Hyatt’s growth has been partly organic and partly inorganic. The inorganic growth has been supported by debt. Hyatt’s current debt is similar to that seen in 2014, at $1.4 billion. It fell to $1.0 billion at the end of 2015. Prior to 2014, its debt was even lower, at $1.3 billion in 2013 and $1.2 billion in 2012.
Falling EBITDA (earnings before interest, tax, depreciation, and amortization) and increasing debt have led to a higher leverage ratio for Hyatt. Its net-debt-to-EBITDA ratio fell from 5.8x at the end of 2014 to 5.4x at the end of 2015, and then rose to 6.1x at the end of 2016. At the end of the first quarter of 2017, its leverage ratio rose further to 6.5x.
Recently, the company has used its cash balance to pay for acquisitions. In the first quarter, Hyatt added Miraval Resort, Travaasa Resort, and Cranwell Resort to its portfolio. The company’s cash balance fell from $647 million at the end of 2016 to $426 million at the end of 1Q17.
On the leverage front, Hyatt is faring far better than peers. Wyndham Worldwide (WYN) has the highest leverage ratio in the peer group, at 19.6x. Hilton has a leverage ratio of 15.5x, and Marriott International has a leverage ratio of 11.8x.
Why is increasing leverage risky?
Growth prospects in the hotel industry seem to be dimming.
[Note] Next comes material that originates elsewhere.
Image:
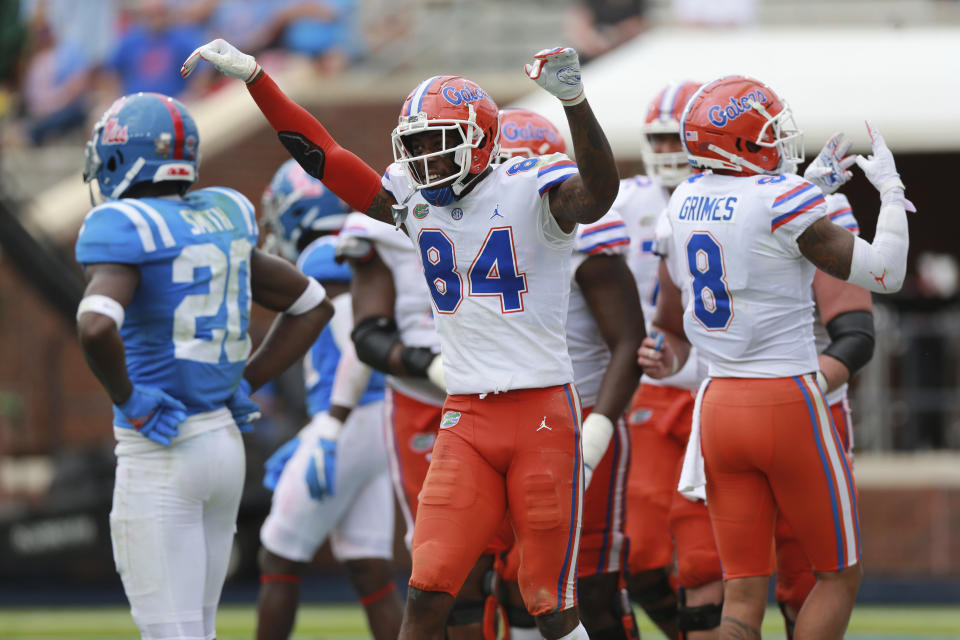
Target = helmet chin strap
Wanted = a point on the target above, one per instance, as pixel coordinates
(439, 197)
(736, 162)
Also, the strong US dollar, uncertainties in the Eurozone and other economies, and unstable oil prices could dampen Hyatt’s growth.
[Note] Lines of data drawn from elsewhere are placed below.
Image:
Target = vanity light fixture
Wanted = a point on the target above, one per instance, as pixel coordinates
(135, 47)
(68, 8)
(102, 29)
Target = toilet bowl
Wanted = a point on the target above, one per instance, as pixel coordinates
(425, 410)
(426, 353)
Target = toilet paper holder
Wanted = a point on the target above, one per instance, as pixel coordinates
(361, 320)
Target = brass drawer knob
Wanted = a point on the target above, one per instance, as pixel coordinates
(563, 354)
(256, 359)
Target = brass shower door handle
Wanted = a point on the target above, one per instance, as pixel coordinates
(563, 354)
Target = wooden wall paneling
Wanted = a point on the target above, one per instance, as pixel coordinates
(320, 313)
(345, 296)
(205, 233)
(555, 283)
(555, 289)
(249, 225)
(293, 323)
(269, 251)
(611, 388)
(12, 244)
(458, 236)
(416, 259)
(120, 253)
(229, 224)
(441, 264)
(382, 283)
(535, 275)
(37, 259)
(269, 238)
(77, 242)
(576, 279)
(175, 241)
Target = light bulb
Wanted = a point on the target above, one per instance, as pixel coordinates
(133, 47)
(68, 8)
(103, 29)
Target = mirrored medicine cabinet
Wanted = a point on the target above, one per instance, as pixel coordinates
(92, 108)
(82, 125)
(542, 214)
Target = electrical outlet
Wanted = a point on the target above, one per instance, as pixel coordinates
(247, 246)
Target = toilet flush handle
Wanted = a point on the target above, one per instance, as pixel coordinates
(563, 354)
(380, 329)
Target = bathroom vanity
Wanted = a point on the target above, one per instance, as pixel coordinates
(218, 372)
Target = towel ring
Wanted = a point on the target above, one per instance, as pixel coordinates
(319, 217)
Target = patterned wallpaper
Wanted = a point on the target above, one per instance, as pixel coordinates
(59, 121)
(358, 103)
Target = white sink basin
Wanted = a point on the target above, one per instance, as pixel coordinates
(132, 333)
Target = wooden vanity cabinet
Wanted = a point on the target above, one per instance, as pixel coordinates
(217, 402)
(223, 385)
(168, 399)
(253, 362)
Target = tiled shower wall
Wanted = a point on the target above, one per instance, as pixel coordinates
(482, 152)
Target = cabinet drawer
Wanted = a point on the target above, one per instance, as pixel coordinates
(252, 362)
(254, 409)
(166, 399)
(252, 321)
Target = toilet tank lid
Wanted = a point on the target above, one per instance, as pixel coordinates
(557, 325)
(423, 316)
Investors can gain exposure to the hotel sector and by investing in the First Trust Consumer Discretionary AlphaDEX ETF (FXD), which has a ~15% exposure to the hotel, restaurant, and leisure sector, including a 1.1% exposure to Wyndham Worldwide, a 0.55% exposure to Hyatt (H), a 0.9% exposure to Hilton (HLT), and a 1.2% exposure to Marriott (MAR).